Mainstream media pundits have complained about the OWS movement's lack of a focused message (here is a great article about why those pundits are mattering less and less). So let me walk around the block for a minute and complicate their message even further. On second thought, though, how complicated is this? One of the movement's favorite chants is “Whose streets? Our streets!”: cars, more than anything else, embody the unhealthy, unjust ways in which we occupy this planet. And the reason we all need our cars like we do stems from money. Los Angeles once had one of the most efficient streetcar systems in the world. Prior to GM's buyout of their public transit system, Los Angeles—the city whose name now conjures immediate images of gridlock—once strove for the same thing I want.

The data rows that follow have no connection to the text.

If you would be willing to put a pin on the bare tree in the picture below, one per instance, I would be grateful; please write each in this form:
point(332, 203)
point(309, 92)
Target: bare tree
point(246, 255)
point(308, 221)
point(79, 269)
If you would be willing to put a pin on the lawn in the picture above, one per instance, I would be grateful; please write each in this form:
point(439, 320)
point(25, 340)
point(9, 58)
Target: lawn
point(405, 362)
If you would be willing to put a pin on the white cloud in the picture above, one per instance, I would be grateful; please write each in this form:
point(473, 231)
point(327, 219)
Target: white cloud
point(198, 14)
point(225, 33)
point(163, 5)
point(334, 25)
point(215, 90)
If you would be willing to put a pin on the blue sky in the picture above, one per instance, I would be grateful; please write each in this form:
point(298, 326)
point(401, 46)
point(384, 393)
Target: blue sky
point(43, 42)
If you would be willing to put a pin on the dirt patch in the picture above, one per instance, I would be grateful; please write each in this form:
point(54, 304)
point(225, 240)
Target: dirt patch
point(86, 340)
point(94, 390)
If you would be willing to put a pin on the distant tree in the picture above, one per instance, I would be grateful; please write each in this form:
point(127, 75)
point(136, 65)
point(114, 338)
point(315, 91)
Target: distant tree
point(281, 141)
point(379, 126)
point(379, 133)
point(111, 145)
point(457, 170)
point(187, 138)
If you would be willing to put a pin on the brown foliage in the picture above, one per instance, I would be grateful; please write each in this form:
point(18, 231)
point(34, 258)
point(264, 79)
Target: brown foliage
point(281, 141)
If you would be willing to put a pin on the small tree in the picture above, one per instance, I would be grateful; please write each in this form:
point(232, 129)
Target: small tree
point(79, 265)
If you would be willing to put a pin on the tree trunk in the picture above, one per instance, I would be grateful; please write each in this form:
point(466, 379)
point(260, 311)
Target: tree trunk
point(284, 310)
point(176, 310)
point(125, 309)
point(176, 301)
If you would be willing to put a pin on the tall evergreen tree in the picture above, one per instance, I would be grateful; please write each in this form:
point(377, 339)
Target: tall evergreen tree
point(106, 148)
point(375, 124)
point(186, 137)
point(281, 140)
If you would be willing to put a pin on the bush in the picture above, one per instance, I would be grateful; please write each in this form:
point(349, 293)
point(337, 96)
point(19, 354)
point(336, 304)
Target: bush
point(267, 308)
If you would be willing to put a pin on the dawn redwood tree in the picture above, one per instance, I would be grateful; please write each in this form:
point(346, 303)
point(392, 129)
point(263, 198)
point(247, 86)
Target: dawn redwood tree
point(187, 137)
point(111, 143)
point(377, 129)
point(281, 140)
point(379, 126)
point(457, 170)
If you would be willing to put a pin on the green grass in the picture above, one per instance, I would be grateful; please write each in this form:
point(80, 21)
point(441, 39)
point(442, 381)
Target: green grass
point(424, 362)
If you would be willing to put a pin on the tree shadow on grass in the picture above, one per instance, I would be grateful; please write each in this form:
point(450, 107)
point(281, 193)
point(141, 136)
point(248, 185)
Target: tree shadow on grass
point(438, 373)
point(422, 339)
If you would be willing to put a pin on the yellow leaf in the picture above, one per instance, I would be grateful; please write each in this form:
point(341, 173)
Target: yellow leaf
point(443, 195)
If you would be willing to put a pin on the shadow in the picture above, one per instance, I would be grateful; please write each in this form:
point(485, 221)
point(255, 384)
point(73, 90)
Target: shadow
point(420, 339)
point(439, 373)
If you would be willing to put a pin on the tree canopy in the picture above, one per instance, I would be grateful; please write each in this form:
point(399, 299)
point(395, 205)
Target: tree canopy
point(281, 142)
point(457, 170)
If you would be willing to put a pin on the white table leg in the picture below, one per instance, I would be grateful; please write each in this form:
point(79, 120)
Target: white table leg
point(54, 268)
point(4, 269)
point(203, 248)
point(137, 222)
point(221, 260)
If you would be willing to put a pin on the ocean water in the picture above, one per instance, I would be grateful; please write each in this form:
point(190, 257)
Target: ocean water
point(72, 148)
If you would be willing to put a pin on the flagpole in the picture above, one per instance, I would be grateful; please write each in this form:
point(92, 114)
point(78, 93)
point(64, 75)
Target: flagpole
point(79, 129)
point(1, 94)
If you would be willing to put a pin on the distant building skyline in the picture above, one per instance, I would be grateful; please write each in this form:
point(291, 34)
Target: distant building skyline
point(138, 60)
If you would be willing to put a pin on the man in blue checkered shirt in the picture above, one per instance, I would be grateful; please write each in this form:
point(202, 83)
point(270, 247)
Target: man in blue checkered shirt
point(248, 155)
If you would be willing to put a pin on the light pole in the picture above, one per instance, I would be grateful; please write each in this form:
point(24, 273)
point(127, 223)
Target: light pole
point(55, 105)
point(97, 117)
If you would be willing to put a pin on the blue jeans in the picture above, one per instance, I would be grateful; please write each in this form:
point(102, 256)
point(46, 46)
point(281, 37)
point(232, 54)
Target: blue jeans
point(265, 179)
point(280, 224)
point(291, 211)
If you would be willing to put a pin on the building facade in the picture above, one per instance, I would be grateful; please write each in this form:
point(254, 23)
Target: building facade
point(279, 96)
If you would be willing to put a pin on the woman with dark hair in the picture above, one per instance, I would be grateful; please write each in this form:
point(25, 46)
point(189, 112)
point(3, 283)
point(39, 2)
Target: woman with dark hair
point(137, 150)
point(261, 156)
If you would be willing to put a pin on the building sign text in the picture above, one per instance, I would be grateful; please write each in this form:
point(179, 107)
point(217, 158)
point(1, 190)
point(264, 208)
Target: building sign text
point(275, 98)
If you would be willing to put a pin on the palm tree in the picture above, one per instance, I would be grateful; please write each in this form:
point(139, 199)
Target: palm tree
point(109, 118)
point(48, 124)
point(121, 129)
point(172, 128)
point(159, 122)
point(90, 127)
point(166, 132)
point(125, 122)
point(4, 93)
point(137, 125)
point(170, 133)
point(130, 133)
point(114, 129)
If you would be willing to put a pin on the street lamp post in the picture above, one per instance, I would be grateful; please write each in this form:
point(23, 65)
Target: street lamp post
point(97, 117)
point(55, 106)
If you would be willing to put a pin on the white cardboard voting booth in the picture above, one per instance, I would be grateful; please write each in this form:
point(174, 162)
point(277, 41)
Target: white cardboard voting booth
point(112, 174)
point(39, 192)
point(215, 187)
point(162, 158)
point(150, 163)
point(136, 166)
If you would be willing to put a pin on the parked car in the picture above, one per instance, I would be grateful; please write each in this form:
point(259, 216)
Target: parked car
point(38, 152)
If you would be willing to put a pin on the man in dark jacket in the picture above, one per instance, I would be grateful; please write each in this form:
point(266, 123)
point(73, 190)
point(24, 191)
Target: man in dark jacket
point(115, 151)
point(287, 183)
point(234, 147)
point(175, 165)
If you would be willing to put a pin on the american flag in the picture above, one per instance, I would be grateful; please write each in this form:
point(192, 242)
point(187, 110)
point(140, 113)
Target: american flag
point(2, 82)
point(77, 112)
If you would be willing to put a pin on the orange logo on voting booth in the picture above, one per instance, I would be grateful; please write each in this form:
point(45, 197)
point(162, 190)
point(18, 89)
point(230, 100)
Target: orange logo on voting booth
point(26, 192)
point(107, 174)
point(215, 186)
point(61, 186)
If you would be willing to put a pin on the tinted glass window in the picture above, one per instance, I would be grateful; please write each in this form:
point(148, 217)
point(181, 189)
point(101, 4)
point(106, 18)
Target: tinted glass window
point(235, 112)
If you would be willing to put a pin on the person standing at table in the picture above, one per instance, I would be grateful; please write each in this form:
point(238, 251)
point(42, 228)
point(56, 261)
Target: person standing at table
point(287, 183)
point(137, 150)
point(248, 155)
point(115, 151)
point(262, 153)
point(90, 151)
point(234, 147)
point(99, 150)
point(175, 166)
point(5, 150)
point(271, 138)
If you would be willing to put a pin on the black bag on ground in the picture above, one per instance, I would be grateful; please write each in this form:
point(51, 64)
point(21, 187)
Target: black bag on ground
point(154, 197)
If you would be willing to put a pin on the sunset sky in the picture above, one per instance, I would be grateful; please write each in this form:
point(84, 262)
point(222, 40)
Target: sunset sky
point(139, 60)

What I want is a world without cars.
The reasons for this are many, and to be honest, right now, I don’t even know where to start. So this is just the first of many Letters from Pedestrianica, the name I’ve decided to give this carless world I’ve been talking about. Even now, as I write this, those wavy red lines have attached themselves to the undercarriage of carless: Microsoft Word has decided that carless is not a word.
The software feels the same way about the word, classism. But at the rapid rate political discourse now seems to be shifting, we’ll see how long that lasts.
Welcome to Pedestrianica. It’s a mouthful, for sure, as we lift ourselves up out of the smog. But who knows what sort of things we’ll articulate, one day when we walk together, that day when we’ve finally freed ourselves of our dull and cumbersome cars?